Vance, Witkoff et Kushner s’étaient rendus à Islamabad avec l’objectif, impossible, d’obtenir le contrôle d’Hormuz, seule condition permettant de retrouver le poids nécessaire pour tenter de colmater sérieusement la crise de la dette et du dollar.
Peut-être Trump espérait-il que Vance et ses deux plus grands hommes d’affaires obtiendraient un feu vert iranien sur les nombreuses opérations économiques et immobilières en cours dans le Golfe, afin de rassurer les pétromonarchies. Mais il est évident désormais que tout cela n’est plus possible.

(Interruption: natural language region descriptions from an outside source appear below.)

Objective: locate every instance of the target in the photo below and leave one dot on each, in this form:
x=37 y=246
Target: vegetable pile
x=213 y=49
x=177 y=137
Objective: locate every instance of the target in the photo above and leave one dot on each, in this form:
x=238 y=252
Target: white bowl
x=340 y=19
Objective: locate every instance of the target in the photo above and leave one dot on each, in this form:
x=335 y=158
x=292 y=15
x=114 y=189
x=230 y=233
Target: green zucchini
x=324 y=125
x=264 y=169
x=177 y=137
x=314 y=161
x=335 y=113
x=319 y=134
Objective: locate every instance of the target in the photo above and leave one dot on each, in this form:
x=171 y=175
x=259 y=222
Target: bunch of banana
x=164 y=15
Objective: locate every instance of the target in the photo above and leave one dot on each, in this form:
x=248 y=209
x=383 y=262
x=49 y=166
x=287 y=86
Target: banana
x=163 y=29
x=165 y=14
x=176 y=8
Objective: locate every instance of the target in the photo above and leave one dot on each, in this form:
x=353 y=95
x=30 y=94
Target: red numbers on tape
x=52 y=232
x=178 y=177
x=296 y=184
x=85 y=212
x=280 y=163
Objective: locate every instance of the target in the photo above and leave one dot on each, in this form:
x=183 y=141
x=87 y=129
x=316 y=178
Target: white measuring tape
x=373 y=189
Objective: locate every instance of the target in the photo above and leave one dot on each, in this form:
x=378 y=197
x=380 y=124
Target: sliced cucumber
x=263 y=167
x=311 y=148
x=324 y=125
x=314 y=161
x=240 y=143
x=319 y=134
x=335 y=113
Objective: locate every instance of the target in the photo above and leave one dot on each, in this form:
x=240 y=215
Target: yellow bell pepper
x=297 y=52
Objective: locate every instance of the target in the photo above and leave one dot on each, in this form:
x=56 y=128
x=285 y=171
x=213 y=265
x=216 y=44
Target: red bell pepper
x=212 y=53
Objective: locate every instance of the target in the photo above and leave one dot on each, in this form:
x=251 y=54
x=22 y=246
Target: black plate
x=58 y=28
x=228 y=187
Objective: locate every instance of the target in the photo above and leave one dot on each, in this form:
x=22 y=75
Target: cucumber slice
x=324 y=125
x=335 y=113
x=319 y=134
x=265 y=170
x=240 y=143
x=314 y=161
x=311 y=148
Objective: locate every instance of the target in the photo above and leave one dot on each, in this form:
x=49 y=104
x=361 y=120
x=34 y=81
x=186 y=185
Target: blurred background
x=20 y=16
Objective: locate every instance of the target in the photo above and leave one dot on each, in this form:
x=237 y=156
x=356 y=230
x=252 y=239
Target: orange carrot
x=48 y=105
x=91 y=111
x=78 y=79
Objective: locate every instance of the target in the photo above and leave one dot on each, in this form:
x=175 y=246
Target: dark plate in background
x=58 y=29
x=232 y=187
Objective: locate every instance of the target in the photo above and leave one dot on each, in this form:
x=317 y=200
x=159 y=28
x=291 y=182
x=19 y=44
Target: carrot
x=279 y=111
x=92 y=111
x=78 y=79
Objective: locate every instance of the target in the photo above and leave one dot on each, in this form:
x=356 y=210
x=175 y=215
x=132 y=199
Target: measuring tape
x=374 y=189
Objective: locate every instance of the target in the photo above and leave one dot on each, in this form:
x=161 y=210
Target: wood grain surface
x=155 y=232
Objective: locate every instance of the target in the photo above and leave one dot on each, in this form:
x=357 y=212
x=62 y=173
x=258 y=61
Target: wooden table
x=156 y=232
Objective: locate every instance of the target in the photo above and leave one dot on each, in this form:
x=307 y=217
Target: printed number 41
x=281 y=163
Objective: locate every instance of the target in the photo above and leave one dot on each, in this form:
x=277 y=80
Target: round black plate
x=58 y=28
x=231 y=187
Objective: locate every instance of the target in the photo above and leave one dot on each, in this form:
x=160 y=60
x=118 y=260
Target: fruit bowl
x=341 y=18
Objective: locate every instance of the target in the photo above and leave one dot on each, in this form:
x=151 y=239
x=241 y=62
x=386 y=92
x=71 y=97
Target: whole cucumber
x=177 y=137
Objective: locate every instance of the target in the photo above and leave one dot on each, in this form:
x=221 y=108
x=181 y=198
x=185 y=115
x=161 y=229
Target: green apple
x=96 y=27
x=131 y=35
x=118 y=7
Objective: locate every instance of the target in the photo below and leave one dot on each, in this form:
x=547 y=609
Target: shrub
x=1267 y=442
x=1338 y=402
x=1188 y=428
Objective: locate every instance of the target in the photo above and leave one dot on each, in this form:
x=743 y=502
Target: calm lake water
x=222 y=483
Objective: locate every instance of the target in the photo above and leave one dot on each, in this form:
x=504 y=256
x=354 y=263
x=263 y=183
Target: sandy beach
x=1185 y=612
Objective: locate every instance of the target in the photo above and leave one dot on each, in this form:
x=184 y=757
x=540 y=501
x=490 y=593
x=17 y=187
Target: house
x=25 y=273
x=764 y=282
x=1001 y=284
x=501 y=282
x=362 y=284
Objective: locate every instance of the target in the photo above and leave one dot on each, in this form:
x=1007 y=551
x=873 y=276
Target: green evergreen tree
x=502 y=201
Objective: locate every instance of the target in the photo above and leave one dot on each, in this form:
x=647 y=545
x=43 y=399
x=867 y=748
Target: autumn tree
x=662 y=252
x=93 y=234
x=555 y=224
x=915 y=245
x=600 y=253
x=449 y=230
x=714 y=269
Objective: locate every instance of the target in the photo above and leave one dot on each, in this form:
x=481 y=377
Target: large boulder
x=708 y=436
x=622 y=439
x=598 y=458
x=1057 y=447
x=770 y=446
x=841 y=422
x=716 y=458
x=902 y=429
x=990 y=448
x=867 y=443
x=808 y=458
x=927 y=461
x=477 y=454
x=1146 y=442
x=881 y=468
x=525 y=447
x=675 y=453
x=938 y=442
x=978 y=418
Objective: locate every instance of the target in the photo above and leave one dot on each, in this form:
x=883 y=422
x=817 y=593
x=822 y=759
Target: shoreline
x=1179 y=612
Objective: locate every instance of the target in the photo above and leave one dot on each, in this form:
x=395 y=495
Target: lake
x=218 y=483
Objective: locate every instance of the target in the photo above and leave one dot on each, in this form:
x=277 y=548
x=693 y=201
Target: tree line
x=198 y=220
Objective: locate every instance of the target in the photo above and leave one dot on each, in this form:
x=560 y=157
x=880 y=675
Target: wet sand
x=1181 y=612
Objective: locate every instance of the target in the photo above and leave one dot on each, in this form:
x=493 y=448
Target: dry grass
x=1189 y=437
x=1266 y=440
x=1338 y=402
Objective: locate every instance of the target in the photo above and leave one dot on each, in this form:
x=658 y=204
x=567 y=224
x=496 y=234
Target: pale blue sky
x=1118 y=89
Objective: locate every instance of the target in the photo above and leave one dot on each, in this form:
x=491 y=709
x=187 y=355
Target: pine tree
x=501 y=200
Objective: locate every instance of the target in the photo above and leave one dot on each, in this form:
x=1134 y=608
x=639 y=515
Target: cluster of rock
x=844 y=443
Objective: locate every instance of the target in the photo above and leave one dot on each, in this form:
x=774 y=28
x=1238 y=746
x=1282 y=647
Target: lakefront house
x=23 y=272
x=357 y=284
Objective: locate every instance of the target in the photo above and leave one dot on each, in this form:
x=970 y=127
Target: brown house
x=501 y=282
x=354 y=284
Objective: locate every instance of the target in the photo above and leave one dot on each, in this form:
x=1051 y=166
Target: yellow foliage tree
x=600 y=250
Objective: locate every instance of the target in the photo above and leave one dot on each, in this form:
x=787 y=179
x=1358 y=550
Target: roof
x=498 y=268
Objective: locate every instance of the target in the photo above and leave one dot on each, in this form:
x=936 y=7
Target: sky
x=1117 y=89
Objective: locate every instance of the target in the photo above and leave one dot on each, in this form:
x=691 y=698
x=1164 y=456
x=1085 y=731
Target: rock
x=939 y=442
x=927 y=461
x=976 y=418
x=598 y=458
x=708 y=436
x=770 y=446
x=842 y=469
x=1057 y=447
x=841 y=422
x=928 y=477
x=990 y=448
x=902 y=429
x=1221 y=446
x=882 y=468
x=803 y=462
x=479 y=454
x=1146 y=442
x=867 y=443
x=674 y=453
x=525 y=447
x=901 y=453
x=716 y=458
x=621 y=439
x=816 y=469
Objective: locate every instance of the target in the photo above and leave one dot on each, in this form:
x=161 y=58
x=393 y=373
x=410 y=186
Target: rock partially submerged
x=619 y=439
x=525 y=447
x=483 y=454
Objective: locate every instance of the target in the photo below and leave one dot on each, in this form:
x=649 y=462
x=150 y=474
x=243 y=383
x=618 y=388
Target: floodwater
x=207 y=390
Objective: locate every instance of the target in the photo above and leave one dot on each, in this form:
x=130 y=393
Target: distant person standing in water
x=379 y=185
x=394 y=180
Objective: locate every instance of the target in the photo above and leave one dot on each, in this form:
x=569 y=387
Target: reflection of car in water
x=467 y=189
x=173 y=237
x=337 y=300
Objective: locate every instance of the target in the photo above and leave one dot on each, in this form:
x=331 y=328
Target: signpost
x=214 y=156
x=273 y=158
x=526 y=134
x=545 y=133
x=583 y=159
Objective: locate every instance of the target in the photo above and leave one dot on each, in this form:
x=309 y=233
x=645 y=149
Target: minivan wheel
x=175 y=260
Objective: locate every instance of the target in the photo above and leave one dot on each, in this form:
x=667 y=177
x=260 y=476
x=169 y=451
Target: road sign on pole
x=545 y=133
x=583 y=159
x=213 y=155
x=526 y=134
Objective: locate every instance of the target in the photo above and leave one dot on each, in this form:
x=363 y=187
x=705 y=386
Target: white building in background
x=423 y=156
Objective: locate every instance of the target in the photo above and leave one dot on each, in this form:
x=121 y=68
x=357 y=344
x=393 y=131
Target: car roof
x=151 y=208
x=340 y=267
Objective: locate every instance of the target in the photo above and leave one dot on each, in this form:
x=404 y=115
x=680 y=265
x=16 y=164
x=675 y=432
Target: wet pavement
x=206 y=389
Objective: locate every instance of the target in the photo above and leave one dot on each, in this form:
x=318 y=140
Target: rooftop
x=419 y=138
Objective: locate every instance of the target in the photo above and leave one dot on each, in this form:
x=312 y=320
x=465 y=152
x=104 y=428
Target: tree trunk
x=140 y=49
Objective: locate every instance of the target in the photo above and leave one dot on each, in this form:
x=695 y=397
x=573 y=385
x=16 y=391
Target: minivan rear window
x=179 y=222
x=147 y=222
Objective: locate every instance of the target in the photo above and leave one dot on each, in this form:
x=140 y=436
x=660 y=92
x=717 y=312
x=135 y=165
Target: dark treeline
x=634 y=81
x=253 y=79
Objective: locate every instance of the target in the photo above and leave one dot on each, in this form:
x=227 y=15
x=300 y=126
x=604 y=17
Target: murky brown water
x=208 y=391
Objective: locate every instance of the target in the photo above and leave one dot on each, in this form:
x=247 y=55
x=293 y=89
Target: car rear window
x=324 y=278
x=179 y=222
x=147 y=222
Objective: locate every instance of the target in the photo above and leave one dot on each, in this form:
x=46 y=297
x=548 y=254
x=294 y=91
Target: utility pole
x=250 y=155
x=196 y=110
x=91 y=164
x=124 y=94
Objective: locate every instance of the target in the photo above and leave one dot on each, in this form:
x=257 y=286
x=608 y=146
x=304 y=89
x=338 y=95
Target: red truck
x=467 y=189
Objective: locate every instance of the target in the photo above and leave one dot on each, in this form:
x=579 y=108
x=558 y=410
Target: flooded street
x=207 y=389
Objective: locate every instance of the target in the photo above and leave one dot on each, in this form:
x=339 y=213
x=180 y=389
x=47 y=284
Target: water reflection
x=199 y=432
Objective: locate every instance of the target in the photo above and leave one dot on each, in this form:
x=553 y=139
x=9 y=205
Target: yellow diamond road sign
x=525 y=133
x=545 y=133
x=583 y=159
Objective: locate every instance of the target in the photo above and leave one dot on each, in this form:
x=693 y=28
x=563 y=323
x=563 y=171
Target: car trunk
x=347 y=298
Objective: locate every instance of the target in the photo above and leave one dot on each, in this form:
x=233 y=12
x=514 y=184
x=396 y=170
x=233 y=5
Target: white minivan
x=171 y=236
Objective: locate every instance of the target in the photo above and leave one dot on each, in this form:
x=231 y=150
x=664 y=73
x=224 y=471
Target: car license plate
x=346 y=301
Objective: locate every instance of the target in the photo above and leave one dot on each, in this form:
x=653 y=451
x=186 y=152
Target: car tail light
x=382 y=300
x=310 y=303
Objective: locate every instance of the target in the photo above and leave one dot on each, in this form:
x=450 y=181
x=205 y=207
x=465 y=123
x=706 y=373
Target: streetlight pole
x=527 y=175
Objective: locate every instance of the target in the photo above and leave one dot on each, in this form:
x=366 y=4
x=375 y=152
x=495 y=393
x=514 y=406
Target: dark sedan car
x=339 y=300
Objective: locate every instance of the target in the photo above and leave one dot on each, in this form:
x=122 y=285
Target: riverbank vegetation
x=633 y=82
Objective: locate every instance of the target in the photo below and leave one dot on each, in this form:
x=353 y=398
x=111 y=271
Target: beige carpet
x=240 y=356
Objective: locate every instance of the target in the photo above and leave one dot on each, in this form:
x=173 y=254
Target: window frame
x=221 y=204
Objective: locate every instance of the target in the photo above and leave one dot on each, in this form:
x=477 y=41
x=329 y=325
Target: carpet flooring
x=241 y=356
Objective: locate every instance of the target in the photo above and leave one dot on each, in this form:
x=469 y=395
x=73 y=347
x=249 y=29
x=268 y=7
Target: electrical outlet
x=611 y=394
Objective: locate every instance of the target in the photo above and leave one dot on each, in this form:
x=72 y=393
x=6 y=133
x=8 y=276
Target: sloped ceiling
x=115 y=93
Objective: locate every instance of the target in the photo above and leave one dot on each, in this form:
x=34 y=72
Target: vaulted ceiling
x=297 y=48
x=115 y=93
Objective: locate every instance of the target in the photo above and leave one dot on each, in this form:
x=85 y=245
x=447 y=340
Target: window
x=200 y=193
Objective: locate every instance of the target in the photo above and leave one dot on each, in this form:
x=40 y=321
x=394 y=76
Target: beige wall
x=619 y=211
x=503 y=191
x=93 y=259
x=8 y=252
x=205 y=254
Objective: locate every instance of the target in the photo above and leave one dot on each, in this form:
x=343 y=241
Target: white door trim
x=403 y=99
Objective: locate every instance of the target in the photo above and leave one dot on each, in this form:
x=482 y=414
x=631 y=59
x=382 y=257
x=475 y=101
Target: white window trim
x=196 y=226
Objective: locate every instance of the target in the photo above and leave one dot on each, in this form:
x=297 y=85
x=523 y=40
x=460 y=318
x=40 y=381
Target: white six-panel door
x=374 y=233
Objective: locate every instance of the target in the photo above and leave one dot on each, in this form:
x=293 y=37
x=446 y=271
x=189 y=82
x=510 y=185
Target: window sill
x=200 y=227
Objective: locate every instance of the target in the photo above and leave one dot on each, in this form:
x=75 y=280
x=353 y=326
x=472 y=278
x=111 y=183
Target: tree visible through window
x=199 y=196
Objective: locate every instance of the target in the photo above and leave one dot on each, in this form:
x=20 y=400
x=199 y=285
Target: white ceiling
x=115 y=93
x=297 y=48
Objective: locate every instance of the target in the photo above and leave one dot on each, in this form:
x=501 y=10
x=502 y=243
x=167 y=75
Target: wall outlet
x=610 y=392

La solide délégation iranienne, avec la Chine derrière elle, et peut-être aussi la Russie, ne veut pas offrir de portes de sortie confortables aux États-Unis, et pas seulement à Trump. Cette guerre est un véritable règlement de comptes et Trump n’a que deux options : soit il capitule, soit il déclenche une escalade en espérant que le désastre touche moins les États-Unis que d’autres réalités plus exposées à Hormuz, à commencer par plusieurs pays européens, et — dans la vision de Donald — même certaines réalités asiatiques, qui seraient ainsi amenées à s’éloigner de la Chine.
En synthèse, dans la situation actuelle, Trump renonce soit à toute logique de grandeur et de primauté, soit il se jette dans l’abîme en espérant faire partie des survivants. La guerre folle du capitalisme.